The Permian Basin in North American has been the driving force behind global energy growth, resulting from the exploitation of unconventional resources. The combination of high quality stacked resources, horizontal drilling, completion tools, and hydraulic fracturing innovations has accelerated the learning curve in this basin over the past few years: which was the impetus of this study.
This paper utilizes an integrated model approach to understand reservoir performance on a pad with four wells completed across multiple horizons in the Midland Basin. Rich multi-domain data sets were utilized that included seismic, wireline triple-combo, compressional and shear log suites, core (rock mechanics testing, geochemical analysis (XRF and XRD) and routine core analysis), completion data (fracture treatments with pre-and post-job shut-in pressures), and production data including 1,500 days of production history with bottom-hole pressure gauge data. 3-D surface seismic, high tier logs, and core data were used initially to create a facies model. Properties were distributed into a geo-model using the existing vertical well-control and seismic as constraints. A sector model was then built that enabled modeling of 4 development wells that consisted of parent well, followed by 3 child-wells. The history matching of fracture treatments and production data with bottom-hole pressure data resulted in significant understanding of key parameters driving subsurface performance.

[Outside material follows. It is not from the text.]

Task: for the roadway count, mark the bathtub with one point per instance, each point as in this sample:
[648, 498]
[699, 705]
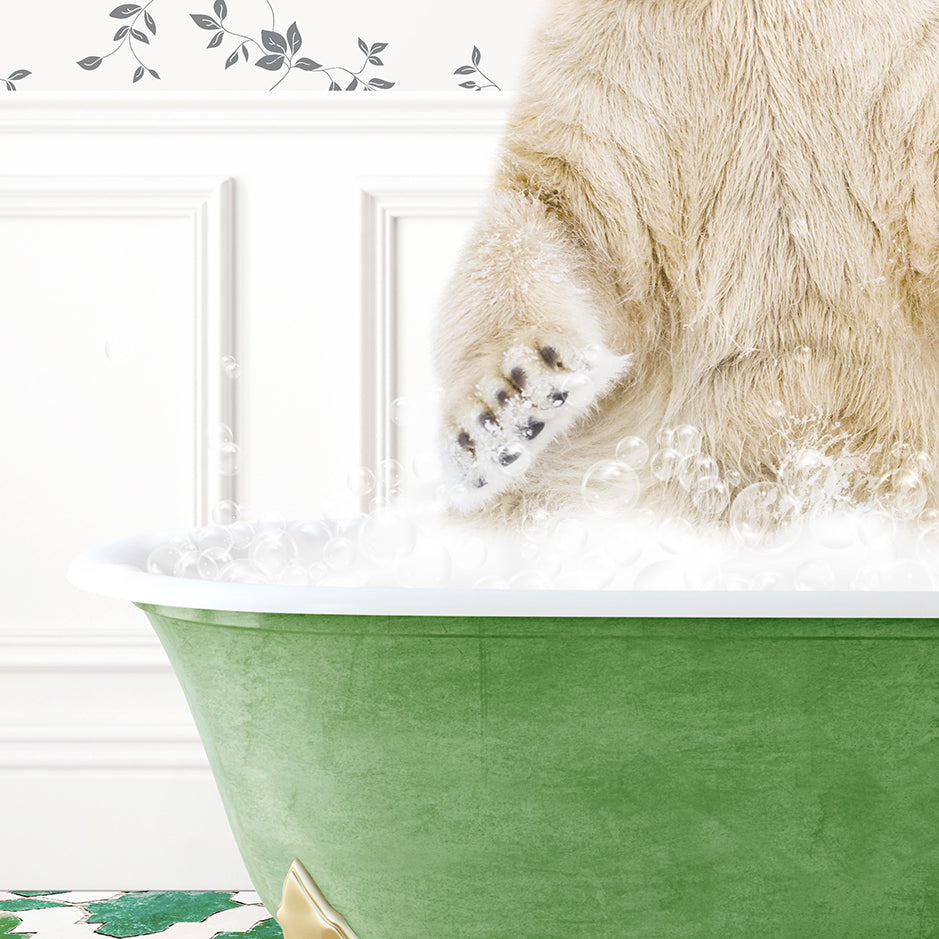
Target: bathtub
[537, 764]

A workflow, representing the seamless integration of said models, is presented that enables an improved understanding of what impact sequence and timing of operations has on the subsurface contact area as well as the implied change in well performance if an optimal strategy is executed. Geomechanical facies that drive vertical connectivity and fracture geometry, as well as reservoir parameters that impact fracture contact with the reservoir, were identified.